Write each expression as a products of its factors.
56ab
Thank you
56= 28*2
= 2*2*7*2
so
56ab= 2^3 * 7*a*b
To write the expression 56ab as a product of its factors, we need to decompose the number 56 into its prime factors.
Step 1: Prime factorize 56:
To find the prime factors of 56, we start by dividing it by the smallest prime number, which is 2:
56 ÷ 2 = 28
Since 28 is also divisible by 2, we continue dividing:
28 ÷ 2 = 14
Dividing 14 by 2 again, we have:
14 ÷ 2 = 7
Now we can't divide 7 any further, so 7 is a prime number.
Therefore, the prime factorization of 56 is 2 × 2 × 2 × 7, or 2^3 × 7.

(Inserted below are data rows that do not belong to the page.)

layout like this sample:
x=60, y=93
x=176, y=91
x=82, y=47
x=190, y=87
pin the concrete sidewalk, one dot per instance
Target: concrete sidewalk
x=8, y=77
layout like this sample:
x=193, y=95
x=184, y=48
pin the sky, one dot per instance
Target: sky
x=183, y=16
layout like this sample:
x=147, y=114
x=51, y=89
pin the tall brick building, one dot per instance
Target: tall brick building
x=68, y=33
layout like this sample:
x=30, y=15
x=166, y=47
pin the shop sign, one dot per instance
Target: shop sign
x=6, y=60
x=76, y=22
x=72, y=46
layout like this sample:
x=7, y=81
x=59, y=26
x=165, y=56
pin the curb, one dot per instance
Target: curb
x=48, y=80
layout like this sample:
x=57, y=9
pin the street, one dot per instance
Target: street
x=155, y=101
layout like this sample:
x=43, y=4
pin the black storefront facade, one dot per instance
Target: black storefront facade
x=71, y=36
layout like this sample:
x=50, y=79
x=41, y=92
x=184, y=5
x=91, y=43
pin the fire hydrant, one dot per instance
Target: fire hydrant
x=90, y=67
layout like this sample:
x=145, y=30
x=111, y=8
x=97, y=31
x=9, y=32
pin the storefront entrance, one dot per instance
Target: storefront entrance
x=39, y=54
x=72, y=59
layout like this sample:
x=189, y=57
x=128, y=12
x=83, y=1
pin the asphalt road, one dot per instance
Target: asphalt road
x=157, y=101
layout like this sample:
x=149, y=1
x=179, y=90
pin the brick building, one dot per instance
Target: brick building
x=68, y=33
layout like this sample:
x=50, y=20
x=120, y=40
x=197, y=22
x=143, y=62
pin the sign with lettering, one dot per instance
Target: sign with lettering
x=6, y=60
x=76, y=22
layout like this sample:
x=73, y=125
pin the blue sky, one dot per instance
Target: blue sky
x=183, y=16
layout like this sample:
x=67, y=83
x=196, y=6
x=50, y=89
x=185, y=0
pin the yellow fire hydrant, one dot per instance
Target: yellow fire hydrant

Step 2: Write the expression as a product of its factors:
Now that we have the prime factorization of 56, we can rewrite the expression 56ab as a product of its factors:
56ab = (2 × 2 × 2 × 7) × a × b
We can rearrange the factors:
56ab = (2 × a × 2 × b × 2 × 7)
Simplifying further, we get:
56ab = 2^3 × a × 2 × b × 7
And finally, combining like terms, we have:
56ab = 8ab × 7
Therefore, the expression 56ab can be written as the product of its factors as 56ab = 56ab × 1.